The Army commissioned the demonstrator aircraft in 2013 — after talking about about replacing its helicopters for more than a decade — to prove various new technologies for a replacement for the UH-60. Combat in Iraq and Afghanistan’s hot, high and sandy environments pointed up various performance limitations, so the new rotorcraft are being designed to fly higher, farther, and faster while also carrying more. The project will feed into the Future Vertical Lift program, a vast effort to replace all Army helicopters — which include theAH-64 Apache, CH-46 Chinook, and the OH-58 Kiowa — at a projected cost of around $100 billion.
Thanks to a decade of heavy wartime use, the Black Hawks are wearing out faster than anticipated. But the Army isn’t planning to buy its first new rotorcraft until after 2030. That’s because its acquisition budget — aircraft, armored vehicles, and so forth — has taken a major hit. The service has even been called out by a Dutch Air Force general for the project’s slow pace.

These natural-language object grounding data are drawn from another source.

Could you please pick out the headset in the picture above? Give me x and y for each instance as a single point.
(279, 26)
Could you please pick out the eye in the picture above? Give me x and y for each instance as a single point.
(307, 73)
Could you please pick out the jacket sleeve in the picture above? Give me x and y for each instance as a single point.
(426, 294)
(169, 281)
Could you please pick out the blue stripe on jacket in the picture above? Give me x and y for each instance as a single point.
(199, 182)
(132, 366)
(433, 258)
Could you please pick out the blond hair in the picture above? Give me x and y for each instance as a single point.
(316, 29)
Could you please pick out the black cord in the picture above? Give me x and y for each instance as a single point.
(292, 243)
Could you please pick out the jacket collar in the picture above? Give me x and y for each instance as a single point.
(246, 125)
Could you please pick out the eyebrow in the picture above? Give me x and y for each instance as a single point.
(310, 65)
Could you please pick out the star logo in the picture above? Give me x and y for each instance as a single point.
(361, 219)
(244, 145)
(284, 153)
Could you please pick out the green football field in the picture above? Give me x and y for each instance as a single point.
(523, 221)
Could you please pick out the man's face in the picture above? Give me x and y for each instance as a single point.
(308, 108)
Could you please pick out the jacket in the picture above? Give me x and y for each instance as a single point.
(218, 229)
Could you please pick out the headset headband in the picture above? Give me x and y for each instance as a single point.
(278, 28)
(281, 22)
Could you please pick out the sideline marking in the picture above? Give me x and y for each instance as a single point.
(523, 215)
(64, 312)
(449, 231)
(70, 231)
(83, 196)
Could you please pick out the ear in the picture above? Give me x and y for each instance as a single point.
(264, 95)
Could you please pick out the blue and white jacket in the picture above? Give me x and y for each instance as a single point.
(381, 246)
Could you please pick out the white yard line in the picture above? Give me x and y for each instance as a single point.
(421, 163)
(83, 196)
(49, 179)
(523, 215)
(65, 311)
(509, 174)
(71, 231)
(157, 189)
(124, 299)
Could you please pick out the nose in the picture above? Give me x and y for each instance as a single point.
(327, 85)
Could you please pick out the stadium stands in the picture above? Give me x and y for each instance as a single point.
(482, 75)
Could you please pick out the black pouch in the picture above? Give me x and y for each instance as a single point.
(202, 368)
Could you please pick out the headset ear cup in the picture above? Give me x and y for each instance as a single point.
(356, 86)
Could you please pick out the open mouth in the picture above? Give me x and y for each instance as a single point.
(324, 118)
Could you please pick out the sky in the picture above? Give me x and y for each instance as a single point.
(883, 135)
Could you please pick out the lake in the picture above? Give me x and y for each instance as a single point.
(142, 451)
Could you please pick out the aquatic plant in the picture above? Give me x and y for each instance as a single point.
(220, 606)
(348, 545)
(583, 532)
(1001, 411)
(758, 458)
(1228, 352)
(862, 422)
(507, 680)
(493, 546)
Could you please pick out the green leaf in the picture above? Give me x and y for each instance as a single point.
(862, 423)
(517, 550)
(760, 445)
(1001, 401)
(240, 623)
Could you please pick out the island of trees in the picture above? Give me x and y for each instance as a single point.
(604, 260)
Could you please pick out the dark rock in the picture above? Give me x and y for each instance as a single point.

So Bell officials want you to know: they could start cranking out battle-ready aircraft in 2024 or 2025.
“There’s no real technology that needs to be further developed for us to be able to design and develop an aircraft that meets those requirements,” said Vince Tobin, Bell’s vice president of advanced tiltrotor systems. “Our big push now is that, after we fly this and prove out that we can build this aircraft, that we are ready to go into engineering and manufacturing development.”

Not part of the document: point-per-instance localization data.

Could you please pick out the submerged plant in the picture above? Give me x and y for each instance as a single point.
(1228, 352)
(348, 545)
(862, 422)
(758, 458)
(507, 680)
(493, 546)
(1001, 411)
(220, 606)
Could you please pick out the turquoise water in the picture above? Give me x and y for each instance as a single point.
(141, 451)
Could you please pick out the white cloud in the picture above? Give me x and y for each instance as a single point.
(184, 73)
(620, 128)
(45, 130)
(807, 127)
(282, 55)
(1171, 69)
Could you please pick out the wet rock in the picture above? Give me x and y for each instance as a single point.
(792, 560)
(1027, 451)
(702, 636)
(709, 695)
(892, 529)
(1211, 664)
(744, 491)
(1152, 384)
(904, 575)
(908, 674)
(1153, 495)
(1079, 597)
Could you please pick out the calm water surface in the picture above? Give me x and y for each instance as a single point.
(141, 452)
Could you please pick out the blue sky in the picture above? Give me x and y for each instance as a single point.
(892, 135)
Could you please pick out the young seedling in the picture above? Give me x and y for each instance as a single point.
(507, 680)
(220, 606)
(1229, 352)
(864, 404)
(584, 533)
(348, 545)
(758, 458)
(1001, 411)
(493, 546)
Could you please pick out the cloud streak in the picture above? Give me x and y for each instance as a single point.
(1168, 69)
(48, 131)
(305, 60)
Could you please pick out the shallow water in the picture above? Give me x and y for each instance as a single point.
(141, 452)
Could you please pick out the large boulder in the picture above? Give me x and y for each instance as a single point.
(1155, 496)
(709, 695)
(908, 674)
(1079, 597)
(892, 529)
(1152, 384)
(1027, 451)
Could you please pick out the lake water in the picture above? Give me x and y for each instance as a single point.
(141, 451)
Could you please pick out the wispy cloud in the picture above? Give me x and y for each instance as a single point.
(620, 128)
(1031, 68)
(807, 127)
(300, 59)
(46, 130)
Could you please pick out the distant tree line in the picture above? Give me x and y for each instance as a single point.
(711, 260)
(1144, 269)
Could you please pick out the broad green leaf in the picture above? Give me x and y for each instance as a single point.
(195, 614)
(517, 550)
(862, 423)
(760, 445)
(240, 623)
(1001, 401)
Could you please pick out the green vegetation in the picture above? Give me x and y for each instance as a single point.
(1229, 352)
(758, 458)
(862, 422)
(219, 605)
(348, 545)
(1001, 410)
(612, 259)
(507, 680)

The company is self-funding much of the project, mainly because the payoff could be so high if its V-280 is chosen by the Army, which operates most of the world’s 2,700 Black Hawks. But Bell is also pitching their tiltrotor as a replacement for other H-60 variants flown by the U.S. Navy, Marine Corps, Air Force and militaries of 26 other countries.
“Our view is that if any of the services that are flying any form of medium-utility, whether that be a SH-60, UH-60, MH-60, that this aircraft can fill that role going forward,” Tobin said.

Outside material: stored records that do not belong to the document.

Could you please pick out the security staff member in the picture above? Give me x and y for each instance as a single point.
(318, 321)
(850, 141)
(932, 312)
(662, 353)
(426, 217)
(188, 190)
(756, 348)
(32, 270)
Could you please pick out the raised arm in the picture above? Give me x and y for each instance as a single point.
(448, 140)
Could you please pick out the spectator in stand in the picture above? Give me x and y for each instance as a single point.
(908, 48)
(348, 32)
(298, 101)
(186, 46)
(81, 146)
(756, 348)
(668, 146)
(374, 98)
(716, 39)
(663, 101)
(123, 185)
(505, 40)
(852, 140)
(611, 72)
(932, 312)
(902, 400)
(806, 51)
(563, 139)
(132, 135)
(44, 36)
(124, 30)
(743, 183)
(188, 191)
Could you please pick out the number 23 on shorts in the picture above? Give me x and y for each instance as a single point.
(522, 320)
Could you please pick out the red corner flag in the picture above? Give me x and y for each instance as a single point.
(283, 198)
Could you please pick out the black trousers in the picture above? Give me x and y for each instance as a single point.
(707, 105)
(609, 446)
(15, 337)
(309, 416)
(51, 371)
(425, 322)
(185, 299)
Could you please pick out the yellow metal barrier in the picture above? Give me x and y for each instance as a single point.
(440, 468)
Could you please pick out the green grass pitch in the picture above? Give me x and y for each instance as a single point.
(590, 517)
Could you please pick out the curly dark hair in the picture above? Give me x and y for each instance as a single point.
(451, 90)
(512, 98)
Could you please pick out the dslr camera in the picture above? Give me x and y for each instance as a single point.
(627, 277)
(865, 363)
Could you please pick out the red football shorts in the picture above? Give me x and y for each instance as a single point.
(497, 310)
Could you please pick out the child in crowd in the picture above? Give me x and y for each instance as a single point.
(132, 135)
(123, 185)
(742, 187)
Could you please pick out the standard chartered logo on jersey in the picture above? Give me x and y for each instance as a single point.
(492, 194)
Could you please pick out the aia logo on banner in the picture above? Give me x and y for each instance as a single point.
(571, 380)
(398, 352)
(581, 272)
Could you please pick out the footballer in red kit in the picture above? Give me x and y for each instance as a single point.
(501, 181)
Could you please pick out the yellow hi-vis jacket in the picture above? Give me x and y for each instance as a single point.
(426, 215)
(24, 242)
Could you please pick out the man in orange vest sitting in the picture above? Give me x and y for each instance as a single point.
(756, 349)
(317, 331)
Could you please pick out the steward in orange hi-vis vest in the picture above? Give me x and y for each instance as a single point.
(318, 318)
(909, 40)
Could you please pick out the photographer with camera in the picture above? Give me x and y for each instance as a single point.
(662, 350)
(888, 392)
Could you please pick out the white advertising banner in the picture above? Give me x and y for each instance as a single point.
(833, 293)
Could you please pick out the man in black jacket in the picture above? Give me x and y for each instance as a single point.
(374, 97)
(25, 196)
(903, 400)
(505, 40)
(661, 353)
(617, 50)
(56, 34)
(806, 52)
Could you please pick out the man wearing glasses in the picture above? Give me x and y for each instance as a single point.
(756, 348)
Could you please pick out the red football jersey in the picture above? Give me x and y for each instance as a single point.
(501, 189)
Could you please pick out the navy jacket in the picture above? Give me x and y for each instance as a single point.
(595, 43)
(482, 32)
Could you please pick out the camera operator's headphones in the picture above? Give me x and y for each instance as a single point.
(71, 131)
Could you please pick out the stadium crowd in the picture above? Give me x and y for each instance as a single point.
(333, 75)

Bell is currently mating the wing to the fuselage of its V-280, after which “we’ll have what looks like a completed aircraft,” Tobin said. They will mount the tail in the fall and then put the engines at the tip of the wings. This final assembly work is happening in Amarillo, Texas, where the company builds most of its helicopters. Bell built the wing “almost from scratch” and Israeli firm IAI built “almost all of the parts” in the nacelles, Tobin said. Spirit Aerosystems built the fuselage in Wichita, Kansas, and GKN is building the tail in Alabama.
“Right now, we’re sticking to the schedule that we published when we started this effort a couple of years ago,” Tobin said.
The Sikorsky-Boeing team also is putting together their fuselage; final assembly will commence later this year ahead of first flight in 2017, said Doug Shidler, Sikorsky’s program director for its Joint Multi-Role tech demonstrator. Shidler also touted the company’s S-97, a smaller compound helicopter, on which the SB-1 is based. The S-97 has a max gross weight of 11,000 pounds; the SB-1, more than 30,000 pounds.
“That gives us a very broad range to demonstrate this technology and capability that this platform will bring to the warfighter,” Shidler said. “Based on the requirements that come out, we can adapt to their requirements pretty quickly and respond with a configuration that would support them.
In the Middle East, the V-22 Osprey tiltrotor, which flies farther and faster than its traditional helicopter cousins, have been in demand. Last year, the United Arab Emirates asked the U.S.to base Ospreys closer to the fight against Islamic State militants, so downed pilots could be rescued quicker. Longer-range helicopters could also prove more effective in the vast Asia-Pacific region.